We fetishise the e-reader and the tablet, too, of course – but we fetishise their capabilities as universal machines – their ability to do anything, serve up whatever we demand in a few seconds. 100,000 books instead of just one. 

In which case, we’re fetishising the two formats' intrinsic strengths. Paper is specific, the screen is general. Paper is for dwelling on, for providing a physical relationship with the word; the screen is for hopping around, constantly pressing forward.


InThe Social Life of Information, information theorist Paul Duguid tells how, in a university library, he came across a medical historian who was sniffing a bundle of old letters. The historian was searching for the smell of vinegar, which was used by 18th century physicians to treat cholera. The surface narrative in those historic documents might have told him one story, but, to his informed nostrils, that scent betrayed a richer context that conveyed another, sadder narrative. In a less dramatic way, the physicality of ink on paper adds a dimension that’s lacking on screen. Against which, the dynamism and fluidity of an ebook are unique to that format.  

Two recent reading experiences of mine:

  • One, reading the beautifully choked and convoluted prose of Will Self's Umbrella on a Kindle. Didn’t work. The words were ungrounded, slippery. I had to switch to paper to digest them properly.
  • Two, reading Neal Stephenson’s typically gargantuan space epic Seveneves in hardback. Aside from the fact that my wrists have stopped speaking to me, the thumping pulse of that book would have leant itself far better to ebook.

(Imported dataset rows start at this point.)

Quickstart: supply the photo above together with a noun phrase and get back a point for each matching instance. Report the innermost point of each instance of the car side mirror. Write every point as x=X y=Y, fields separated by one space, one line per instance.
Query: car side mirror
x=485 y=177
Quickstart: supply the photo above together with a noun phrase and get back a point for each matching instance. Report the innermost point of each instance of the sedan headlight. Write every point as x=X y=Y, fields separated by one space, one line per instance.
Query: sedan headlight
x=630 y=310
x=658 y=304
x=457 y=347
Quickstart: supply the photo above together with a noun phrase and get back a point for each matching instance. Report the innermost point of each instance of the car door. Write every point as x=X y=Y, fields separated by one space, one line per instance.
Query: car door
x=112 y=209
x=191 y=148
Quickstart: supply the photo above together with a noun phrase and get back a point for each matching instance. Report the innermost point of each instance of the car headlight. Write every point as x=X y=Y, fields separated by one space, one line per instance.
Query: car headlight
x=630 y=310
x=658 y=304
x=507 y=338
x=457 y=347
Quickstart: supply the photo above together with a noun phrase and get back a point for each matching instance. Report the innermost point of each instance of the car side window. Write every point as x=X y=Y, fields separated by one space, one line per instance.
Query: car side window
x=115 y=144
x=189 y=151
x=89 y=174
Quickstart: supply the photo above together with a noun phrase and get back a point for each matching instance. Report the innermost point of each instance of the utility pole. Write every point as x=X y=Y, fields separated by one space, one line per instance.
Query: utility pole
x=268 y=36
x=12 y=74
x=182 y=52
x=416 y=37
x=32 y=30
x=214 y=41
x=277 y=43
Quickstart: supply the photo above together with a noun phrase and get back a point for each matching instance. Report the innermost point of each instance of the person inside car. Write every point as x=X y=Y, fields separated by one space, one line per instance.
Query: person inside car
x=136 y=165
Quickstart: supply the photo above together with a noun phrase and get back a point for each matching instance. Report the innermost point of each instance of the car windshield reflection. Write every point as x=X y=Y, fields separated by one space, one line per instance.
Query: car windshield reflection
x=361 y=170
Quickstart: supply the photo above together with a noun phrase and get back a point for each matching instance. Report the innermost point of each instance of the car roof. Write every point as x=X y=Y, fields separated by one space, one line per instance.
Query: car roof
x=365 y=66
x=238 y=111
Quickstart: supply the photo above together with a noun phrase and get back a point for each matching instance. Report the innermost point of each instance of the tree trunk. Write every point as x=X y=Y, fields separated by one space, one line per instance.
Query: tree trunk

And in case you think I’m saying, literary is for print, genre is for ebook, that isn’t it at all – not least because, as I’ve written about before, I think that’s a bullshitty dichotomy. No, it’s that chewy prose that you need a machete to cut through, where you need to pause to dwell and take your bearings, that works best on paper; while breezy prose that urges you to race through its well-signed passageways to reach its urgent conclusion works best on screen.  

(For a slightly different take on this distinction, Canelo Publishing’s Michael Bhaskar makes a compelling case that what works in ebooks is story. I’m mostly with Michael there, although I think that’s a little unfair on print, where story does pretty well, too.) 

Of course, my distinction is fuzzy as hell, and I’m not trying to set up two opposing camps within fiction – there are plenty of people already doing that. Format isn’t all-important, and you forget all about it the second you find yourself lost in great writing. Paper and digital formats will continue to exist in a hazy tension within our culture. Two recent examples of this tension come to mind:

  • I’m now so used to solving crosswords on screen, that when once in a while I do one in the paper, I find myself swiping the inert grid with my finger to select a clue.
  • A few months back I saw a young boy standing in front of a back-lit iPad poster in a tube station. In the photo, the keyboard was up on the iPad’s screen. The boy was vainly pressing the keys on this photographic image of a metaphorical keyboard, bewildered as to why the virtual machine wasn’t responding.  

So things will I’m sure continue to be blurry. Still, what happens in markets is, people choose what they like, and suppliers follow demand. My strong hunch is that there’ll be a natural sifting process that will tell us what kinds of fiction people prefer to read in each format. And I'm willing to bet that print will stay favoured by many, if not most. 

I’m going to keep watching this one. I hope I’m right. Because I still love paper.